Veeam BR - Testing vSphere Backups with SureBackup

  • 16 August 2023

Userlevel 7
Badge +4

Hello everyone!

In this post, I will explain how to utilize one of the key features of Veeam Backup & Replication, which is the ability to test the integrity of created backups.





SureBackup uses created backups to initiate VMs in an isolated environment within the hypervisor and then perform tests like heartbeat, ping, and application validation using scripts. It's a fantastic functionality to ensure that your backups are intact when needed.

SureBackup utilizes the following components:

  1. Application Group - Group of VMs to be tested together. With the Application Group, we can define the startup order of VMs and set tests for each of them.
  2. Virtual Lab - The Virtual Lab is an appliance created by Veeam B&R on the hypervisor to act as the gateway of the isolated network that will be created.
  3. SureBackup job - The SureBackup job where you can schedule when the backup test should occur.
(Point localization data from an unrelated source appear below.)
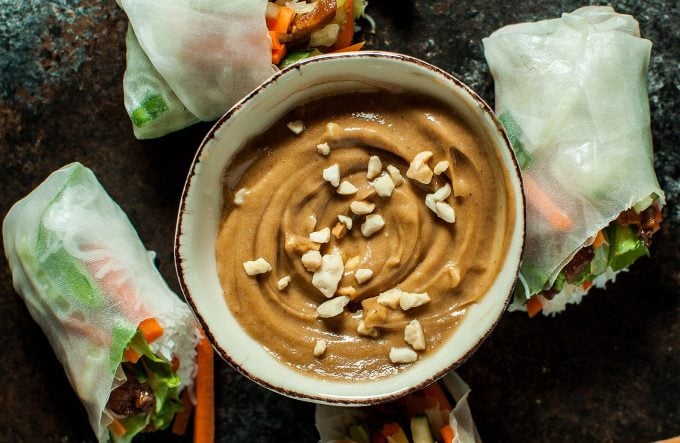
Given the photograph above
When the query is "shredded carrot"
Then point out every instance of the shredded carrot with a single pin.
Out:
(599, 240)
(435, 391)
(204, 417)
(447, 433)
(352, 48)
(276, 43)
(174, 363)
(534, 305)
(278, 54)
(117, 427)
(150, 329)
(131, 355)
(281, 22)
(179, 425)
(544, 204)
(278, 48)
(347, 31)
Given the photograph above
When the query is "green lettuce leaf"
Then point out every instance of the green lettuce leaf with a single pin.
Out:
(625, 246)
(514, 132)
(165, 384)
(151, 107)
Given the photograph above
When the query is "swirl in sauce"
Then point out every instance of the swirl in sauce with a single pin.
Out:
(287, 199)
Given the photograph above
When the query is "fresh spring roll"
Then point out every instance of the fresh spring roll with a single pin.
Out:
(189, 61)
(439, 412)
(127, 343)
(572, 95)
(152, 105)
(210, 53)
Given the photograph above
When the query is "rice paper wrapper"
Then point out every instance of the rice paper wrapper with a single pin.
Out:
(152, 105)
(88, 281)
(332, 422)
(210, 53)
(572, 94)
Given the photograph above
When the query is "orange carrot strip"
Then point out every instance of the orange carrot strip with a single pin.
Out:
(131, 355)
(117, 427)
(435, 391)
(174, 363)
(347, 31)
(204, 417)
(544, 204)
(281, 22)
(179, 425)
(278, 54)
(534, 305)
(150, 329)
(599, 240)
(352, 48)
(447, 433)
(276, 43)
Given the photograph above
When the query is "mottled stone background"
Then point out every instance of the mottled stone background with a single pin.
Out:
(607, 370)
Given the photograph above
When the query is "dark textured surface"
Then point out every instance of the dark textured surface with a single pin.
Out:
(607, 370)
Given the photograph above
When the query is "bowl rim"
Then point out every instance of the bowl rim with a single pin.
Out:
(520, 221)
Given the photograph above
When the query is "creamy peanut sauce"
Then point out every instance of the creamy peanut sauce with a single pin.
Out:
(287, 198)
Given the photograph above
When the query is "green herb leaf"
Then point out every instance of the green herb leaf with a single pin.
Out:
(514, 132)
(625, 246)
(296, 56)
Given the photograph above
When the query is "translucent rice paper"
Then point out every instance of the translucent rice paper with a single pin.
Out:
(88, 281)
(576, 89)
(142, 80)
(333, 422)
(211, 53)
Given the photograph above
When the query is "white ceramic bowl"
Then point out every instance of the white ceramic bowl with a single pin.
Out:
(201, 208)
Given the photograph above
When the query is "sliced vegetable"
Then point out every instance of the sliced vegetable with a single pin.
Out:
(151, 107)
(394, 433)
(151, 329)
(625, 246)
(447, 433)
(544, 204)
(278, 49)
(435, 391)
(534, 305)
(346, 28)
(204, 416)
(130, 355)
(599, 239)
(296, 56)
(420, 430)
(280, 19)
(352, 48)
(179, 425)
(117, 428)
(514, 132)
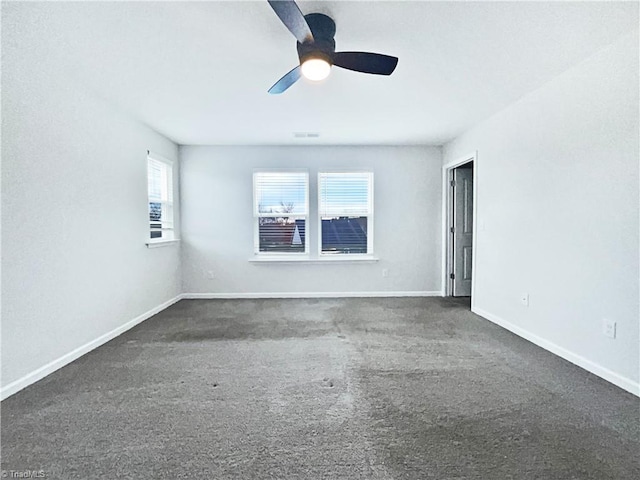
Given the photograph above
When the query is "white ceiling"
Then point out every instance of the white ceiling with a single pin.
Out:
(198, 72)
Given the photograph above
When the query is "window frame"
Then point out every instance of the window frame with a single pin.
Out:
(168, 234)
(369, 216)
(257, 215)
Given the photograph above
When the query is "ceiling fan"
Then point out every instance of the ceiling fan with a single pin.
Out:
(317, 48)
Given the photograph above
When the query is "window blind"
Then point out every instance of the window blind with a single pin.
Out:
(160, 192)
(277, 193)
(345, 194)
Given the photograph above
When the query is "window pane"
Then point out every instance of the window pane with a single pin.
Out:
(344, 235)
(155, 215)
(281, 234)
(345, 194)
(160, 190)
(281, 192)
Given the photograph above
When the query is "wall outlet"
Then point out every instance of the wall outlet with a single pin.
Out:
(609, 328)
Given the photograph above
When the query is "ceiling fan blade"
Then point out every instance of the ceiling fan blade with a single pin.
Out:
(365, 62)
(291, 16)
(285, 82)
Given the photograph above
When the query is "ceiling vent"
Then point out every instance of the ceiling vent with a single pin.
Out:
(306, 134)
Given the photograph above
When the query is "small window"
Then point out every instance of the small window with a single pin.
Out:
(160, 188)
(346, 212)
(281, 211)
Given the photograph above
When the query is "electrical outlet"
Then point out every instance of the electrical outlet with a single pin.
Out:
(609, 328)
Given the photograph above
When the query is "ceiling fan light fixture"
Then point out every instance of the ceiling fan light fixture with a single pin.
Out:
(316, 69)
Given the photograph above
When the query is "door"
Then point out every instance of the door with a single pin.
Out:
(462, 230)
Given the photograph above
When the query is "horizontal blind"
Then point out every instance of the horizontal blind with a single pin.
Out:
(345, 194)
(159, 181)
(278, 193)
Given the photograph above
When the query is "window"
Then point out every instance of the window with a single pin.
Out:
(281, 210)
(345, 208)
(160, 189)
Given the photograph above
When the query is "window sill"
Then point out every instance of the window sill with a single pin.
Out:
(162, 243)
(308, 260)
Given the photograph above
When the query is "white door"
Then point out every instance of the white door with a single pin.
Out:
(462, 230)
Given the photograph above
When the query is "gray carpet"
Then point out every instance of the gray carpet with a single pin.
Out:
(321, 389)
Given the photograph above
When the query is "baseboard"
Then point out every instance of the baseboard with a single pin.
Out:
(51, 367)
(602, 372)
(311, 294)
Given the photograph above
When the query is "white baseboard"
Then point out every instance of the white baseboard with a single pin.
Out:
(51, 367)
(602, 372)
(193, 296)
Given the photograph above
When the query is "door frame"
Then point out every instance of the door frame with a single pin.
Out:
(447, 223)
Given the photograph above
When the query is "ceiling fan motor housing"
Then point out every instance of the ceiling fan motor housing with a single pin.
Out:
(323, 29)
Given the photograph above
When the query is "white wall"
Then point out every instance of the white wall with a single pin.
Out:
(217, 230)
(74, 213)
(558, 213)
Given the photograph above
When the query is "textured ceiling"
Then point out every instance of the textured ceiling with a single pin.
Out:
(198, 72)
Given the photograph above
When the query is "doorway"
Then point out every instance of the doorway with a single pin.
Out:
(459, 211)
In my Lab environment, I have the following components:


  1. Management network: (PG_MGMT)
  2. VM network: (PG_VMS)
  3. vCenter with two hosts:
    1. wesmrt-esx01.itpl.local
    2. wesmrt-esx02.itpl.local
  4. Linux VM on the PG_VMS network with IP
  5. VBR on the PG_MGMT network with IP


In this example, I'll create the Virtual Lab on ESX02 and initiate backups for testing on this host.


Creating the Virtual Lab


First, let's create the Virtual Lab, which is responsible for routing between the production network and the isolated network.
In the VBR console, navigate to "SureBackup" and choose the "Add virtual lab" option:


Choose a name and a description for the Virtual Lab:


Select the host where the Virtual Lab will be created. A Resource Pool and a Folder will be automatically created on this host, named after the Virtual Lab. You can modify the name if necessary:


You can choose a Datastore to redirect the write cache during SureBackup execution. This is optional but can make the process more efficient as VM writes during testing will go directly to a host's datastore instead of the backup repository.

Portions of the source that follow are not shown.